3. Au cours de mon pontificat, j'ai insisté sur l'importance du rôle joué par le noyau familial dans la société. Je me rappelle qu'au cours de mon premier voyage pastoral au Brésil, j'ai souligné son influence dans la formation de votre culture (cf. Homélie, Rio de Janeiro, 1 juillet 1980). Il existe des valeurs qui dénotent une tradition acquise depuis longtemps par le peuple brésilien, telles que le respect, la solidarité, la vie privée; des valeurs qui ont une origine commune: la foi vécue par vos ancêtres. La femme brésilienne a, en particulier, toujours possédé sa propre place, irremplaçable et fondamentale, en ce qui concerne l'origine de chaque famille et sa durée. L'épouse apporte au mariage, et la mère à la vie de famille, des dons particuliers, liés à sa physiologie et à sa psychologie: caractère, intelligence, sensibilité, affection, compréhension de la vie et attitude face à celle-ci, mais surtout spiritualité et relation avec Dieu, indispensables pour forger l'homme et la femme de demain. Elle constitue le maillon fondamental de l'amour, la paix et la garantie d'avenir de toute communauté familiale.

Il ne fait aucun doute qu'il existe des facteurs sociaux responsables de la déstabilisation du noyau familial au cours de ces dernières décennies, qui ont été indiqués dans les Documents de Puebla: des facteurs sociaux (structures d'injustice), culturels (éducation et moyens de communication sociale), politiques (domination et manipulation), économiques (salaires, chômages, emplois multiples) et religieux (sécularisme) (n. 572). Sans oublier que, dans certaines régions de votre pays, la carence de logements et d'hygiène, de structures sanitaires et d'éducation contribuent à la désagrégation de la famille.
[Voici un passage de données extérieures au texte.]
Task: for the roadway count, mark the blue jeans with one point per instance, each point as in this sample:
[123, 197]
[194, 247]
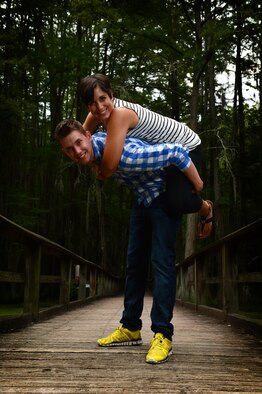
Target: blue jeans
[152, 238]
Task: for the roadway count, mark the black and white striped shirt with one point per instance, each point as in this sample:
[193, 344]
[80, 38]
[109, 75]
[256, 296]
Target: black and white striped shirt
[155, 128]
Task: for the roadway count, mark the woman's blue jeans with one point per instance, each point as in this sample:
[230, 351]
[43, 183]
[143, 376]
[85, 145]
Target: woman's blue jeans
[152, 238]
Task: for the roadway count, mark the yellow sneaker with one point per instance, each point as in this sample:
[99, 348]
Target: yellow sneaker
[121, 337]
[160, 349]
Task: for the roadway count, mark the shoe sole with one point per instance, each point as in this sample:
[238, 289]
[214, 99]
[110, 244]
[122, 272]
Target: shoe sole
[153, 361]
[128, 343]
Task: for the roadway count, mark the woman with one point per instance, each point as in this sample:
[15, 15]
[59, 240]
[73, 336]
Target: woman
[120, 118]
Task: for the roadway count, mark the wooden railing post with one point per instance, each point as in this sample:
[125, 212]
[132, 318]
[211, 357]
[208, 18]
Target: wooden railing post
[229, 282]
[93, 282]
[32, 280]
[82, 282]
[65, 282]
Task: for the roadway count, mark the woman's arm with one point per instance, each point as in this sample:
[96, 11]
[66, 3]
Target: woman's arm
[91, 123]
[193, 176]
[120, 121]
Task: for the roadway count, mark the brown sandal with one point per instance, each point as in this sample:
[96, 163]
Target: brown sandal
[206, 220]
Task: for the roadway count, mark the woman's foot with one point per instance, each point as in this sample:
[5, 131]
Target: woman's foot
[205, 226]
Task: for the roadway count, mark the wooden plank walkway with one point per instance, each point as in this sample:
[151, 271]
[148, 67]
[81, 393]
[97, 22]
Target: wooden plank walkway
[60, 356]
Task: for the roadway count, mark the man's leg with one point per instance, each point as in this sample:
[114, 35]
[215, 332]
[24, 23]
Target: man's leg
[164, 232]
[138, 258]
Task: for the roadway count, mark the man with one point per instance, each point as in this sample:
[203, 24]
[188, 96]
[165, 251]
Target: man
[152, 235]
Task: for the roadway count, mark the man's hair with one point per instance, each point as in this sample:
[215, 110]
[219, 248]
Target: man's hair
[88, 84]
[66, 127]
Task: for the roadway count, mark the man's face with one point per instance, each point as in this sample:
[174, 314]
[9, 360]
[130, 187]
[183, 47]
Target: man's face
[78, 147]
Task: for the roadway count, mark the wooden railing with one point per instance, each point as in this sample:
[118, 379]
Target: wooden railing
[221, 278]
[90, 279]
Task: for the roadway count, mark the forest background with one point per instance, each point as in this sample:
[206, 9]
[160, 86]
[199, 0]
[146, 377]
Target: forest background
[197, 61]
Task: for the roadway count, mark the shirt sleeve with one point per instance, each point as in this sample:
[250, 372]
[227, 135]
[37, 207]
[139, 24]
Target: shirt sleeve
[140, 156]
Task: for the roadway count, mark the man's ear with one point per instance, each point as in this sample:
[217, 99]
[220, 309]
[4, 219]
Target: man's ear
[88, 134]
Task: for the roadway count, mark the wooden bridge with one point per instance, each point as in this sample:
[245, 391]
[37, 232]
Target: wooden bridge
[59, 355]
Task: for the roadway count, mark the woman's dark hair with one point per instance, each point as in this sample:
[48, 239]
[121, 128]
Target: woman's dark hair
[88, 84]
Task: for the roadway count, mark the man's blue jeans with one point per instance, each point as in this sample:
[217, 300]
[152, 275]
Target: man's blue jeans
[152, 238]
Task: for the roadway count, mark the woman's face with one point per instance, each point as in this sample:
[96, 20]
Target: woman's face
[102, 105]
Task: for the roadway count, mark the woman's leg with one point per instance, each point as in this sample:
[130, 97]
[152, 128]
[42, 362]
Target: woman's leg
[179, 190]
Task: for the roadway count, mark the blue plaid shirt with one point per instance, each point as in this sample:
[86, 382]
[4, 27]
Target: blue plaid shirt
[141, 167]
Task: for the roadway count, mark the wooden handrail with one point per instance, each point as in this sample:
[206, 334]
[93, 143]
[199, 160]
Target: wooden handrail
[194, 279]
[100, 282]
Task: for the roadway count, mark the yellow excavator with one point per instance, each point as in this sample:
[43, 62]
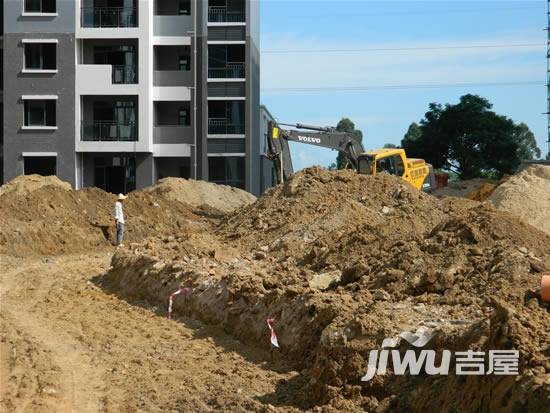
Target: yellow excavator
[392, 161]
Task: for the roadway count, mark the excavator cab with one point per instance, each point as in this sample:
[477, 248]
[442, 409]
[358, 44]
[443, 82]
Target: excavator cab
[395, 162]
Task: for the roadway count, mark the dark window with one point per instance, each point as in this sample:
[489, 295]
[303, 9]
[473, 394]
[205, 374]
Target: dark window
[183, 63]
[392, 165]
[40, 6]
[41, 165]
[184, 8]
[40, 113]
[227, 171]
[183, 117]
[40, 56]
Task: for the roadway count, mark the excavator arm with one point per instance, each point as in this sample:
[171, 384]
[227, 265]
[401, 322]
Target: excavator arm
[325, 137]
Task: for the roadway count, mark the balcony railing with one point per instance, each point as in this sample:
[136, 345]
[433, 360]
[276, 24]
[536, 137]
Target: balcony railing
[109, 17]
[230, 71]
[222, 15]
[108, 131]
[123, 75]
[222, 126]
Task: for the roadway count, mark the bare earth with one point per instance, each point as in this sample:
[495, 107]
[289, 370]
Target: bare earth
[66, 345]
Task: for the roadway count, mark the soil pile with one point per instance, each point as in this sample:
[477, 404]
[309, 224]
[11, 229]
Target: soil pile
[461, 189]
[527, 195]
[343, 261]
[201, 194]
[45, 216]
[316, 207]
[25, 184]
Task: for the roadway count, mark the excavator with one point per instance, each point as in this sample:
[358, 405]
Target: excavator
[393, 161]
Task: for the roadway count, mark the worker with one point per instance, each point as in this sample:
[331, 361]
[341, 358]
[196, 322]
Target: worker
[119, 219]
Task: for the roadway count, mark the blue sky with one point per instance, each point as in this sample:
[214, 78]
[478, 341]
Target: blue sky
[436, 30]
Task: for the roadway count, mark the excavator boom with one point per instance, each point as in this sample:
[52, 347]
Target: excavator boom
[325, 137]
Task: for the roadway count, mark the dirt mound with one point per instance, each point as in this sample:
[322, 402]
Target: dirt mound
[461, 189]
[45, 216]
[202, 194]
[527, 195]
[25, 184]
[318, 206]
[343, 261]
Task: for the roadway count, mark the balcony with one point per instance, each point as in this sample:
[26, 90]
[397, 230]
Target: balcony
[172, 66]
[108, 131]
[222, 126]
[172, 123]
[172, 18]
[172, 78]
[124, 75]
[108, 17]
[230, 71]
[224, 15]
[173, 134]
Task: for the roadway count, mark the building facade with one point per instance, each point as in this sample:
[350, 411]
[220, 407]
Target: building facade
[120, 93]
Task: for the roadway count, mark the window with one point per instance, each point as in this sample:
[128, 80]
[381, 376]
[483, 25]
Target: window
[41, 165]
[183, 117]
[40, 6]
[183, 63]
[184, 8]
[40, 113]
[40, 56]
[392, 165]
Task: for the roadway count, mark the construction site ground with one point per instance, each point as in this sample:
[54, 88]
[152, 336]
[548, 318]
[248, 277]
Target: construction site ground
[339, 261]
[67, 345]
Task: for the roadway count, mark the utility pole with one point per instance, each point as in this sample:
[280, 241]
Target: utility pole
[548, 75]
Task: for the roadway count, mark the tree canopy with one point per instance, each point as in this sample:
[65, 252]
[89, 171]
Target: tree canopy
[470, 139]
[346, 125]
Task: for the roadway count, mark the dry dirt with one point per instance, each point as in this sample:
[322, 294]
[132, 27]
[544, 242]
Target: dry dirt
[202, 194]
[527, 195]
[340, 260]
[395, 260]
[45, 216]
[69, 346]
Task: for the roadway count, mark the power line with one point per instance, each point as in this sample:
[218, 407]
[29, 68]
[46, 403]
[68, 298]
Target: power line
[400, 49]
[400, 87]
[408, 13]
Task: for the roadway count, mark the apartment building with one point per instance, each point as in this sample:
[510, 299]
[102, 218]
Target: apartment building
[120, 93]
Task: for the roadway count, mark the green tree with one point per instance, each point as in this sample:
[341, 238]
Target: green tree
[528, 149]
[470, 139]
[346, 125]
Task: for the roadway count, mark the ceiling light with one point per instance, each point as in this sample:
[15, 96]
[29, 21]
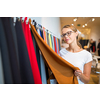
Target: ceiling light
[74, 20]
[93, 19]
[85, 24]
[72, 24]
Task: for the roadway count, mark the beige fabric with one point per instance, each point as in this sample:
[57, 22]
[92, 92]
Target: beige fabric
[62, 70]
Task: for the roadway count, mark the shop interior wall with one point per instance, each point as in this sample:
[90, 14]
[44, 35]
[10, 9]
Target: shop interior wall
[50, 23]
[95, 35]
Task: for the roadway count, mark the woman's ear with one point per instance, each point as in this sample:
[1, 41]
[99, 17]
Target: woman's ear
[76, 33]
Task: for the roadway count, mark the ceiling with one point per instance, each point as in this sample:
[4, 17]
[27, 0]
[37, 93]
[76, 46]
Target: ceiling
[81, 21]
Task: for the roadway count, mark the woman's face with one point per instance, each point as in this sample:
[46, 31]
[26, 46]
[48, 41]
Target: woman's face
[71, 38]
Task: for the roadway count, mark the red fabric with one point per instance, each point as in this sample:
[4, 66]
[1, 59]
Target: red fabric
[93, 48]
[31, 52]
[35, 68]
[55, 44]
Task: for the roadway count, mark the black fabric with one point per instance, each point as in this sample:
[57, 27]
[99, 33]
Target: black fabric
[48, 39]
[5, 56]
[25, 67]
[36, 52]
[14, 37]
[12, 51]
A ces facteurs, il faut ajouter le manque de valeurs morales qui ouvre les portes à l'infidélité et à la dissolution des liens du mariage. Les lois civiles qui ont favorisé le divorce et menacent la vie en cherchant à introduire officiellement l'avortement, les campagnes de contrôle des naissances qui, au lieu d'inviter à une procréation responsable, en respectant les rythmes naturels de la fertilité, ont conduit à la stérilisation de milliers de femmes, en particulier du Nord-Est, et ont diffusé l'utilisation de méthodes contraceptives, révèlent à présent leurs résultats les plus dramatiques. Le manque d'information objective et le déracinement géographique portent atteinte à la coexistence sociale, donnant lieu à un processus de désagrégation du noyau familial dans ses éléments essentiels.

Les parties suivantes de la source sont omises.